Want om werkelijk vrij te kunnen leven, moet een mens onafhankelijk zijn. Dat vereist bestaanszekerheid. De meesten halen die zekerheid uit de inkomsten die ze via hun beroep ontvangen. Een beroepsinkomen betekent dus vrijheid en zelfstandigheid. Maar de enorme toename van de welvaart heeft evenwel niet geleid tot een evenredige toename van de bestaanszekerheid.
‘De tijd is rijp om het basisinkomen uit de welles-nietessfeer te halen’
De verklaring daarvoor is eenvoudig: in geen enkele economie ter wereld heeft iedereen werk. Dat zou pas geweldig zijn! Maar zelfs al zou de economie de optimale vacaturecreator zijn, dan nog is de arbeidsmarkt niet onfeilbaar. Hij “ruimt zichzelf zelden spontaan”, om het in economische termen te zeggen. Vraag en aanbod zijn nooit perfect op elkaar afgestemd.
Robots vervangen mensenhanden
De impact van nieuwe technologieën speelt hierbij een grotere rol dan we op het eerste zicht zouden denken. Waar de industrialisering nog zorgde voor een enorme toename aan werkgelegenheid, doen hedendaagse technologieën in heel wat sectoren het aantal nodige werkkrachten inkrimpen. Waar de oude VW Kever van je opa vroeger nog bijna volledig door pure mankracht werd geassembleerd, gebeurt het overgrote deel van het fabricageproces van een VW Golf nu door machines en robots.
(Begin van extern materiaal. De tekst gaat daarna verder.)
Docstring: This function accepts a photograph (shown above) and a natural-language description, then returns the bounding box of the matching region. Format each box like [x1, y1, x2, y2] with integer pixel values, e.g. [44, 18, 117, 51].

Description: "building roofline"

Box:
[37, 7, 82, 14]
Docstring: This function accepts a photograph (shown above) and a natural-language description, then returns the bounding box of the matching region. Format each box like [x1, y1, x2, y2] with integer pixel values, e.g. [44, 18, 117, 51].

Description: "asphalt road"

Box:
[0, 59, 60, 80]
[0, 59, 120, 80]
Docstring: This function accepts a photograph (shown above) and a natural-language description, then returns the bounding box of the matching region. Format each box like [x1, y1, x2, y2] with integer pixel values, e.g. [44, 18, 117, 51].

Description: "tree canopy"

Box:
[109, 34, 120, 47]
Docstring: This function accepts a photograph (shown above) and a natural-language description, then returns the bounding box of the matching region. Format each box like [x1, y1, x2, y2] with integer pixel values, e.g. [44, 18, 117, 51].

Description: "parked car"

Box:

En het gaat niet alleen om routinematige jobs. Tom Kenis noemde dat onlangs in MO*online de vierde technologische revolutie: computers nemen vandaag ook de intellectuele jobs over. Er zullen in onze maatschappij dus altijd wel mensen zijn – laag- of hooggeschoold – wiens bestaanszekerheid potentieel in het gedrang komt. Pas afgestudeerde werkzoekenden die er ondanks verwoede pogingen maar niet in slagen om een job te vinden, 50-plussers die maar geen werk vinden wegens ’te oud en te duur …
‘Het basisinkomen dicht de mazen van het net dat de gebrekkige arbeidsmarkt nu is.’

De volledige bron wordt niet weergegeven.